1. [誤り]肺うっ血は左心不全の特徴的所見である。左心室のポンプ機能低下により左房に血液がうっ滞し、肺静脈圧・肺毛細血管圧が上昇することで肺うっ血が生じる。右心不全では体循環系のうっ血が主体であり、肺うっ血は生じにくい。
2. [誤り]頻呼吸は左心不全による肺うっ血の結果として生じる症状である。肺うっ血により肺でのガス交換が障害され、息苦しさから呼吸回数が増加する。右心不全に特徴的な所見ではなく、左心不全の所見として位置づけられる。

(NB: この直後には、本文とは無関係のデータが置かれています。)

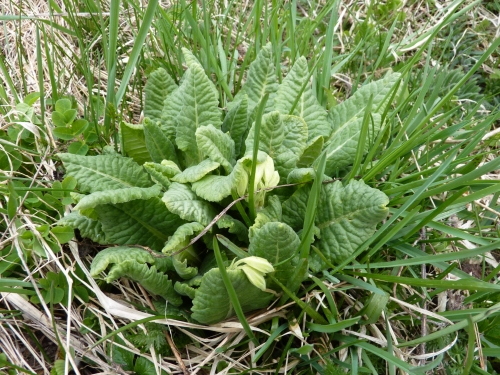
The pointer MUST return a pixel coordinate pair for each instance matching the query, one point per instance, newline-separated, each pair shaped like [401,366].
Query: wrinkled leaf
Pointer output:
[134,142]
[196,172]
[104,172]
[216,145]
[212,304]
[183,202]
[307,107]
[144,222]
[117,196]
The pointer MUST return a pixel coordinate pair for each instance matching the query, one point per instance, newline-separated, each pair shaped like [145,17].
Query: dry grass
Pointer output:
[58,328]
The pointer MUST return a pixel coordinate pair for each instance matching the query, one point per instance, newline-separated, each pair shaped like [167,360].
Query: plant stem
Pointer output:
[232,293]
[251,184]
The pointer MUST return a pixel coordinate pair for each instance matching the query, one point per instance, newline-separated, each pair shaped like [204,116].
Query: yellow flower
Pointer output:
[255,268]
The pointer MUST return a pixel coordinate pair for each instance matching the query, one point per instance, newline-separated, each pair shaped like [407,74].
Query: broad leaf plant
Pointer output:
[189,160]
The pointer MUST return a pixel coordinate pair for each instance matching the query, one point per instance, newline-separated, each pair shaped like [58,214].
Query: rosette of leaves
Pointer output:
[188,160]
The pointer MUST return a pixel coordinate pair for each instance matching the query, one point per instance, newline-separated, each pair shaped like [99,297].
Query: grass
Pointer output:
[421,296]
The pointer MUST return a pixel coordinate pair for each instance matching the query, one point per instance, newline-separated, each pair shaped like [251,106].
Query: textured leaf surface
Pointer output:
[294,208]
[158,86]
[236,124]
[341,149]
[312,151]
[283,138]
[88,227]
[182,235]
[212,304]
[184,202]
[172,107]
[159,146]
[159,173]
[234,226]
[261,80]
[104,172]
[196,172]
[134,142]
[270,213]
[215,188]
[307,107]
[347,120]
[131,263]
[117,255]
[272,135]
[184,270]
[200,109]
[117,196]
[216,145]
[144,222]
[301,175]
[277,242]
[347,216]
[184,289]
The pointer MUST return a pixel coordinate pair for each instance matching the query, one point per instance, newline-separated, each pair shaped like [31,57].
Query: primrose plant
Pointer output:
[186,163]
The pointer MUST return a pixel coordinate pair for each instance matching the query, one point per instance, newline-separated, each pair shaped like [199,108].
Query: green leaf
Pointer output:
[118,255]
[272,135]
[78,148]
[190,58]
[346,217]
[131,263]
[144,222]
[212,304]
[292,147]
[196,172]
[236,123]
[134,142]
[270,213]
[88,227]
[234,226]
[215,188]
[64,234]
[261,80]
[294,208]
[104,172]
[347,120]
[182,201]
[200,98]
[143,366]
[58,120]
[158,145]
[158,86]
[277,242]
[159,173]
[312,151]
[301,175]
[307,107]
[117,196]
[341,149]
[216,145]
[172,107]
[70,115]
[183,270]
[283,138]
[184,289]
[182,236]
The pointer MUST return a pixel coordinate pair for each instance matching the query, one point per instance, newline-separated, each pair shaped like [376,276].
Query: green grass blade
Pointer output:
[312,205]
[251,184]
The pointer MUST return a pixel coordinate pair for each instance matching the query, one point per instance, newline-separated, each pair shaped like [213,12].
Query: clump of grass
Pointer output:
[425,286]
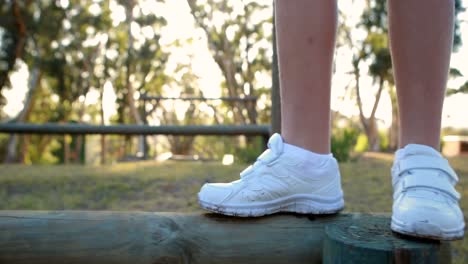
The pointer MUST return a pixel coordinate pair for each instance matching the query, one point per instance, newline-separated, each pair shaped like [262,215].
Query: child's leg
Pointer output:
[289,177]
[421,37]
[306,40]
[425,201]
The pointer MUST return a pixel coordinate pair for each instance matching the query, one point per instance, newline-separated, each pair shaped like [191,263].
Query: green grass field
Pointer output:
[172,186]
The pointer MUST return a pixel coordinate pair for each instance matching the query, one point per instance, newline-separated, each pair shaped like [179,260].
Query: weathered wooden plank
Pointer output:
[53,128]
[137,237]
[369,239]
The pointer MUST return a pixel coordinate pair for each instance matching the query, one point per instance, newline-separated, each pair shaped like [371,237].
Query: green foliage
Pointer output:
[362,144]
[342,143]
[248,154]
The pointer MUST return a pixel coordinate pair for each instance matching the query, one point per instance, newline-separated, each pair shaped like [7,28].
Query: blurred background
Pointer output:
[189,63]
[185,63]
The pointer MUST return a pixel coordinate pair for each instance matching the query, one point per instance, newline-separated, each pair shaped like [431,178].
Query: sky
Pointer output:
[181,26]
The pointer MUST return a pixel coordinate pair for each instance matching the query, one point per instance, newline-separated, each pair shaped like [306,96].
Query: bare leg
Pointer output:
[306,39]
[421,37]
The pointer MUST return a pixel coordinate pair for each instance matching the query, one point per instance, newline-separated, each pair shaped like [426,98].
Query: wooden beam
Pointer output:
[138,237]
[53,128]
[228,99]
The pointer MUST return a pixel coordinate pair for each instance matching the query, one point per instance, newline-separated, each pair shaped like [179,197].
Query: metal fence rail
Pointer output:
[82,129]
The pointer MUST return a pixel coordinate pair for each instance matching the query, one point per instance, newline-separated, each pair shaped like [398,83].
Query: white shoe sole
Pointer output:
[426,230]
[297,203]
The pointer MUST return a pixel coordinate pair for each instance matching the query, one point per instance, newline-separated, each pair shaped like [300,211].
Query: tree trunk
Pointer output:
[275,88]
[130,91]
[34,78]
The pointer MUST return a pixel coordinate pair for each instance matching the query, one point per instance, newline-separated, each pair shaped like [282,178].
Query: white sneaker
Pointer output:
[425,202]
[283,179]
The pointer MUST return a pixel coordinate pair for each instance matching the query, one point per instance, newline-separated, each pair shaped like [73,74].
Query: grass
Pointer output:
[172,186]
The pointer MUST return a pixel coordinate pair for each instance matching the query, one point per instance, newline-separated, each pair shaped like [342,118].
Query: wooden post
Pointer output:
[368,239]
[275,88]
[139,237]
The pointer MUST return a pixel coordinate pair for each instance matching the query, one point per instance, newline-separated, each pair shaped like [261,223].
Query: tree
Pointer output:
[239,38]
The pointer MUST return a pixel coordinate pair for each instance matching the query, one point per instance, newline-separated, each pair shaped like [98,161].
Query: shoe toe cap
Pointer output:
[214,193]
[445,214]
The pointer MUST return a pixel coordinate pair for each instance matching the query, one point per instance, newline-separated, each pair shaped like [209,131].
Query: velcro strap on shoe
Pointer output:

3. [正解]右心不全では右心室のポンプ機能が低下し、上・下大静脈のうっ血をきたす。その結果、下肢の浮腫(すねで圧痕を残すむくみ)が出現する。他にも頸静脈怒張、肝腫大(うっ血肝)、食欲低下、倦怠感、腹水などの体循環うっ血の所見がみられる。
4. [誤り]四肢チアノーゼは末梢循環不全によりみられることがあるが、右心不全に最も特徴的な所見としては下肢浮腫・肝腫大・頸静脈怒張の方が適切である。チアノーゼは心不全に限らず様々な原因(呼吸不全、ショックなど)で生じる非特異的な所見である。